There is nothing inherently wrong with liking nice things, but how much do I like them? How often do I enjoy them? Do I pursue them? Do they consume my thoughts? Do I chase these things and think about them more than I do Jesus?
In The Lion, the Witch and the Wardrobe by C. S. Lewis, Edmund is led astray when the White Witch offers him her own special delicacy, Turkish delight. It is wartime in the story when Peter, Susan, Edmund and Lucy are sent by their parents to live in safety with the Professor out in the country. Lucy discovers a wardrobe leading to the secret land of Narnia.
Food rations in Europe have fallen below wartime levels when the four children are sent to the country. And, even though warned by Mr. Tumnus, when Edmund ventures into the magical land of Narnia with Lucy, he becomes easy prey for the White Witch when she offers him Turkish delight. He will do almost anything to get more of the dainty morsel.
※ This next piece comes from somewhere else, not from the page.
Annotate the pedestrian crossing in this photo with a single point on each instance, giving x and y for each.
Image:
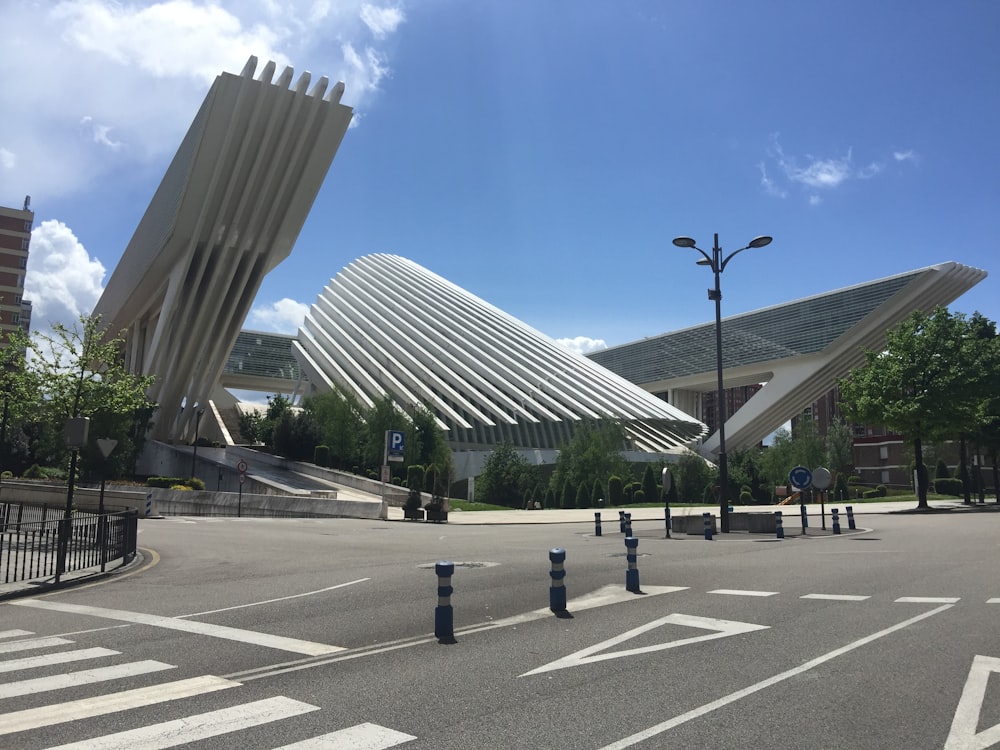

I wonder. What is your Turkish delight?
As the story progresses, we find that Edmund's desire for more Turkish delight leads him to betray his siblings, Mr. Beaver, and all those fighting against the White Witch in Narnia. He chooses to side with her, yet the Witch treats him cruelly and refuses to give him more Turkish delight because her power is waning and the snow in once-frozen Narnia is beginning to melt. The White Witch now plans to murder Edmund, and all of Narnia must come to his rescue, though it is the sacrifice of Aslan, the lion, who pays the ultimate price for Edmund's freedom.
The Holy Bible tells us in 1 Corinthians 7:23, "God paid a high price for you, so don’t be enslaved by the world."
Paul tells us these loving words to encourage us. We never know when or how our challenge may come. But, it will come. If we are enslaved by the world, then we will fail the test and make things more difficult—even sacrificial—not only for ourselves, but for those around us.
Ripple effects are far-reaching and long-lasting—both good and bad. Jesus has already removed the world's chains from us.
May we all live in this freedom. Our King's delicacies are greater than anything this ol' world could ever offer us.